1. Was ist mit Probezeit überhaupt gemeint?

Eine Probezeit wird zumeist in den ersten sechs Monaten des Arbeitsverhältnisses vereinbart. Dies ist aber nicht zwingend, die Probezeit kann auch kürzer sein, z. B. drei Monate. Länger als sechs Monate sollte sie in der Regel nicht sein.

Eine Probezeit kann als Befristung vereinbart sein. Dann endet das Arbeitsverhältnis automatisch nach Ablauf der vereinbarten Zeit, ohne dass es einer Kündigung bedarf. Voraussetzung ist, dass die Befristung wirksam ist, § 14 Abs.1 (mit Sachgrund) oder Abs. 2 (ohne Sachgrund) des Teilzeit- und Befristungsgesetzes. Häufiger ist die Probezeit aber als Zeit mit einer geringeren Kündigungsfrist vereinbart. Die Probezeitkündigungsfrist beträgt, wenn nicht Tarifverträge andere Fristen vorgehen, nach § 622 Abs. 3 des Bürgerlichen Gesetzbuchs zwei Wochen. Zwei Wochen heißt: ab dem Zugang der Kündigung, nicht zwei Wochen zum Monatsende, sondern zwei Wochen. Beispiel: Die Kündigung geht am Montag zu, das Arbeitsverhältnis endet dann mit Ablauf des übernächsten Montags. Die Kündigung muss noch vor Ablauf der vereinbarten Probezeit zugehen, damit mit der kürzeren Kündigungsfrist gekündigt werden kann. Das Fristende darf nach überwiegender Ansicht über die Probezeit „hinausragen“.

Die Frist von zwei Wochen ist kürzer als die gesetzliche Mindestkündigungsfrist nach § 622 Abs. 1 des Bürgerlichen Gesetzbuchs. Diese beträgt vier Wochen zum Fünfzehnten eines Monats oder zum Kalendermonatsende.

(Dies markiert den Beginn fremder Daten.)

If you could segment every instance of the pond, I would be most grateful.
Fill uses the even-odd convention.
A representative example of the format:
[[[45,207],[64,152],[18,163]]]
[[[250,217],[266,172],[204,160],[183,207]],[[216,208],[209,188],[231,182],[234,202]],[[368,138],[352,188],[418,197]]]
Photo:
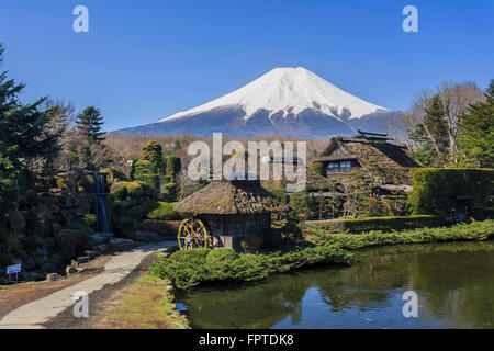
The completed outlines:
[[[494,242],[381,247],[352,267],[178,297],[193,328],[494,328]],[[418,317],[403,316],[406,291]]]

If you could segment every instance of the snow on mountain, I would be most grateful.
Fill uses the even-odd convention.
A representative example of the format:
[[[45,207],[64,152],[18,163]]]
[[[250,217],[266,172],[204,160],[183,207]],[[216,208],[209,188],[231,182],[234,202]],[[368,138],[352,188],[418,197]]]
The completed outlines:
[[[247,86],[198,107],[117,132],[307,139],[349,136],[358,128],[384,132],[400,112],[353,97],[308,70],[276,68]]]
[[[303,67],[274,68],[247,86],[198,107],[179,112],[160,122],[204,113],[215,109],[235,107],[245,111],[249,120],[258,111],[269,111],[268,117],[281,112],[282,116],[297,115],[313,110],[324,115],[360,118],[375,112],[388,111],[353,97]]]

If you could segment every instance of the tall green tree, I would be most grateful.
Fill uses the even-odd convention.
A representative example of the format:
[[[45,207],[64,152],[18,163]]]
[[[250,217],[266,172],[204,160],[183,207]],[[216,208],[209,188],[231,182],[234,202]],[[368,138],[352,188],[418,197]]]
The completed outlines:
[[[419,145],[416,157],[426,166],[445,167],[448,154],[448,131],[445,109],[438,94],[434,95],[425,109],[420,123],[416,124],[411,138]]]
[[[151,163],[153,171],[157,174],[165,173],[165,158],[162,157],[162,147],[158,141],[149,141],[143,149],[143,160]]]
[[[4,48],[0,44],[0,63]],[[23,104],[19,94],[24,84],[0,73],[0,225],[4,211],[16,203],[16,176],[21,170],[35,171],[60,150],[60,132],[50,125],[50,114],[41,109],[46,98]]]
[[[76,129],[86,135],[90,143],[104,140],[104,132],[101,132],[103,124],[101,112],[94,106],[86,107],[82,113],[76,116]]]
[[[485,89],[485,102],[471,104],[461,118],[460,131],[461,163],[494,168],[494,79]]]

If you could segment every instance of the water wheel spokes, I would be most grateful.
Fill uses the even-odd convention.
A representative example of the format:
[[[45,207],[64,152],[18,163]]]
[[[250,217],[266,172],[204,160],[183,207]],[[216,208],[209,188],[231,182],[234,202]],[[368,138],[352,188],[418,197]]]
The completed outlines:
[[[211,240],[201,219],[184,219],[179,227],[178,244],[180,250],[207,248]]]

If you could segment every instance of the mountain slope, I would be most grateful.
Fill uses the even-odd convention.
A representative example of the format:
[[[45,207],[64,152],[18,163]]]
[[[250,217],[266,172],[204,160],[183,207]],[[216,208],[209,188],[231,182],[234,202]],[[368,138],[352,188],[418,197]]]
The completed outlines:
[[[356,126],[379,132],[395,112],[353,97],[311,71],[276,68],[247,86],[198,107],[122,133],[211,136],[279,135],[325,138],[350,135]],[[379,125],[373,125],[379,116]]]

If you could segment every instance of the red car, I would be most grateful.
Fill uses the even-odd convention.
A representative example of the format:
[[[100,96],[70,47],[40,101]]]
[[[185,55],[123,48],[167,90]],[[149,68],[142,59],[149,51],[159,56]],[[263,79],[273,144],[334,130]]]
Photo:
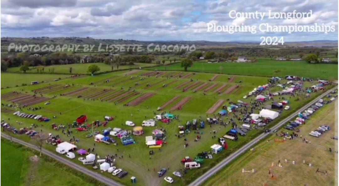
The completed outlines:
[[[87,117],[85,115],[82,115],[77,118],[77,122],[81,124],[87,120]]]
[[[163,123],[169,123],[171,120],[168,118],[164,118],[161,120],[161,122]]]

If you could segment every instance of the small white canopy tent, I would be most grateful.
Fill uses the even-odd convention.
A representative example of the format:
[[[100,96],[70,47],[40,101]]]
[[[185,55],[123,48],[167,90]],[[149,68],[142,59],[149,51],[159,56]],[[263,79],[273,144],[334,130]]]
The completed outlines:
[[[105,162],[100,164],[100,170],[106,171],[109,168],[109,164]]]
[[[63,142],[58,144],[58,147],[62,148],[67,152],[77,148],[77,146],[66,142]]]
[[[99,134],[96,135],[94,137],[96,140],[101,140],[101,139],[105,137],[105,136],[100,134]]]
[[[258,114],[253,113],[250,115],[252,118],[252,120],[257,120],[259,118],[259,115]]]
[[[279,116],[279,112],[267,109],[263,109],[259,113],[259,116],[263,118],[268,118],[272,120]]]
[[[86,159],[88,161],[94,161],[95,160],[95,154],[89,154],[86,156]]]

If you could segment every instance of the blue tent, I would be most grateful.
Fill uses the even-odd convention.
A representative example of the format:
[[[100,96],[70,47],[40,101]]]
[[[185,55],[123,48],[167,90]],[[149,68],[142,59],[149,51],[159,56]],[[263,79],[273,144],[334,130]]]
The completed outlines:
[[[164,115],[164,116],[166,118],[174,118],[174,115],[169,113],[166,113],[165,114],[165,115]]]
[[[227,110],[222,110],[219,112],[219,114],[221,116],[224,116],[227,114]]]

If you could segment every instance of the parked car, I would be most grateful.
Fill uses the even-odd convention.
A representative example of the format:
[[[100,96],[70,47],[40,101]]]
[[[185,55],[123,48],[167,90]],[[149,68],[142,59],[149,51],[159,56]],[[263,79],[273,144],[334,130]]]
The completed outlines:
[[[166,176],[164,178],[164,180],[170,183],[172,183],[174,181],[172,178],[168,176]]]
[[[166,173],[166,171],[167,171],[166,169],[161,169],[161,170],[160,170],[160,171],[158,172],[158,175],[159,176],[159,177],[161,177],[162,176],[164,175],[164,174]]]
[[[112,173],[112,175],[117,175],[122,171],[122,169],[118,169],[113,171],[113,173]]]
[[[118,175],[118,177],[119,178],[123,178],[127,175],[127,174],[128,174],[128,172],[127,172],[126,171],[123,171]]]
[[[308,134],[310,136],[314,136],[314,137],[316,137],[317,138],[319,138],[320,136],[320,135],[319,134],[315,132],[314,131],[311,131],[310,133]]]
[[[179,178],[181,178],[181,177],[182,176],[182,175],[181,175],[181,173],[180,173],[180,172],[178,172],[177,171],[173,172],[173,175],[177,177],[179,177]]]

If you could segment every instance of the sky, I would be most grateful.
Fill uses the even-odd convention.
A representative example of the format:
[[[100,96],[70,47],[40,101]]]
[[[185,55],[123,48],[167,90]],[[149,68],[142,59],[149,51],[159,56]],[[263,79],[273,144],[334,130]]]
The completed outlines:
[[[1,37],[90,37],[155,40],[259,41],[283,36],[285,41],[338,40],[337,0],[2,0]],[[310,17],[283,20],[240,17],[229,12],[313,11]],[[335,27],[327,34],[207,32],[208,23],[267,23]]]

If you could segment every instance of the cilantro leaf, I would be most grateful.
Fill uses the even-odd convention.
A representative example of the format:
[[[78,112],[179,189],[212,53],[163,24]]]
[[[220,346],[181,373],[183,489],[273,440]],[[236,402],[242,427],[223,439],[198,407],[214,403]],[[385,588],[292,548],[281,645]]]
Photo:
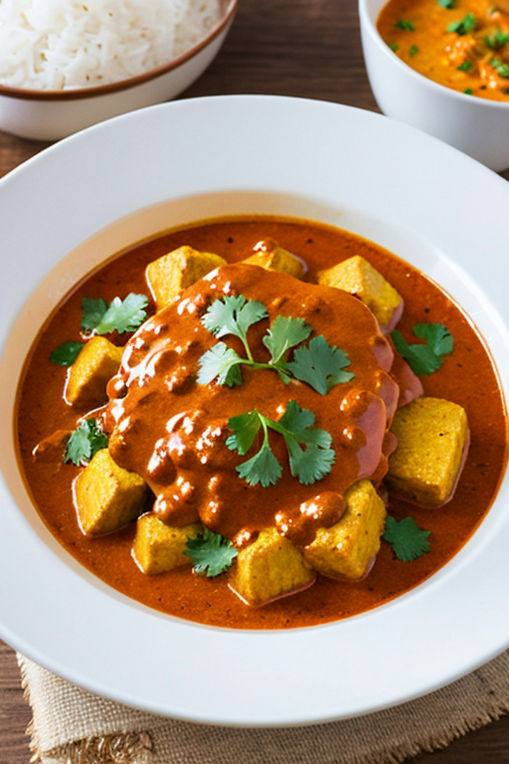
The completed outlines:
[[[430,533],[419,528],[412,517],[405,517],[398,523],[389,515],[382,538],[391,545],[398,560],[411,562],[430,551]]]
[[[466,16],[460,19],[459,21],[453,21],[449,24],[446,29],[446,32],[456,32],[460,37],[463,37],[465,34],[468,34],[471,32],[472,29],[475,28],[477,21],[475,16],[473,15],[472,11],[467,13]]]
[[[82,299],[82,329],[95,329],[101,322],[102,316],[108,310],[108,306],[104,299],[90,299],[83,297]]]
[[[228,422],[234,434],[226,439],[226,445],[230,451],[237,451],[243,456],[250,450],[262,426],[258,413],[250,411],[246,414],[232,416]]]
[[[217,377],[217,384],[226,384],[228,387],[242,384],[239,364],[243,360],[224,342],[217,342],[199,358],[200,371],[196,381],[198,384],[208,384]]]
[[[414,334],[425,339],[436,355],[449,355],[454,348],[454,339],[443,324],[416,324]]]
[[[396,29],[402,29],[405,32],[413,32],[415,27],[411,21],[407,21],[404,18],[398,18],[395,24]]]
[[[85,342],[63,342],[53,350],[50,361],[57,366],[72,366],[84,347]]]
[[[203,534],[188,539],[184,554],[190,558],[195,573],[205,573],[208,578],[224,573],[238,555],[228,539],[205,528]]]
[[[256,409],[232,417],[228,426],[234,434],[228,437],[226,444],[231,451],[245,454],[253,445],[260,427],[264,434],[256,454],[236,468],[239,476],[250,485],[259,483],[264,488],[279,480],[282,470],[269,442],[269,430],[272,429],[285,439],[293,477],[298,478],[303,485],[321,480],[332,469],[336,455],[330,448],[330,433],[312,427],[314,423],[313,412],[301,409],[295,400],[288,401],[285,413],[278,421],[264,416]],[[301,444],[304,445],[304,448]]]
[[[414,333],[426,345],[408,345],[401,332],[395,329],[391,337],[395,348],[406,358],[412,371],[417,376],[427,376],[443,364],[443,356],[453,352],[454,340],[450,332],[440,323],[416,324]]]
[[[64,463],[72,461],[76,467],[88,464],[92,456],[108,448],[108,437],[94,419],[84,419],[71,433],[66,445]]]
[[[279,363],[291,348],[308,339],[312,331],[304,319],[278,316],[263,337],[263,345],[272,356],[271,364]]]
[[[267,318],[267,309],[262,303],[246,300],[243,295],[215,299],[201,319],[201,323],[216,337],[234,335],[246,342],[250,326]]]
[[[250,485],[258,485],[259,483],[263,488],[275,485],[282,474],[281,465],[268,442],[264,442],[258,453],[239,465],[236,469],[239,476]]]
[[[335,385],[350,382],[355,376],[343,371],[350,363],[346,354],[335,345],[329,345],[322,335],[314,337],[307,348],[298,348],[293,358],[286,368],[321,395],[327,395]]]
[[[148,298],[144,294],[134,294],[134,292],[128,294],[124,300],[120,297],[114,297],[108,310],[96,325],[95,331],[98,335],[108,334],[115,329],[119,334],[134,332],[147,318],[147,311],[143,309],[148,304]]]

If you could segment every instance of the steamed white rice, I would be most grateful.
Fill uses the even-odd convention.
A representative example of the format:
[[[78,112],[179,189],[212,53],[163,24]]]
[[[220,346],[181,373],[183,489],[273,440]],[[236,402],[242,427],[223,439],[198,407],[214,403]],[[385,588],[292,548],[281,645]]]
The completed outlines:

Die Probezeit wird unterschieden von der sog. Wartezeit im Kündigungsschutzgesetz, § 1 Abs. 1 Kündigungsschutzgesetz. Das ist die Zeit, die vergehen muss, damit der Arbeitnehmer erstmals Kündigungsschutz nach dem Kündigungsschutzgesetz hat. Kündigungsschutz hat der Arbeitnehmer erst nach sechsmonatigem ununterbrochenen Bestehen des Arbeitsverhältnisses und auch nur dann, wenn die übrigen Voraussetzungen des Kündigungsschutzgesetzes erfüllt sind (z. B. bei einer bestimmten Betriebsgröße, siehe § 23 Abs. 1 Kündigungsschutzgesetz).

2. Wann ist eine Probezeitkündigung rechtlich wirksam?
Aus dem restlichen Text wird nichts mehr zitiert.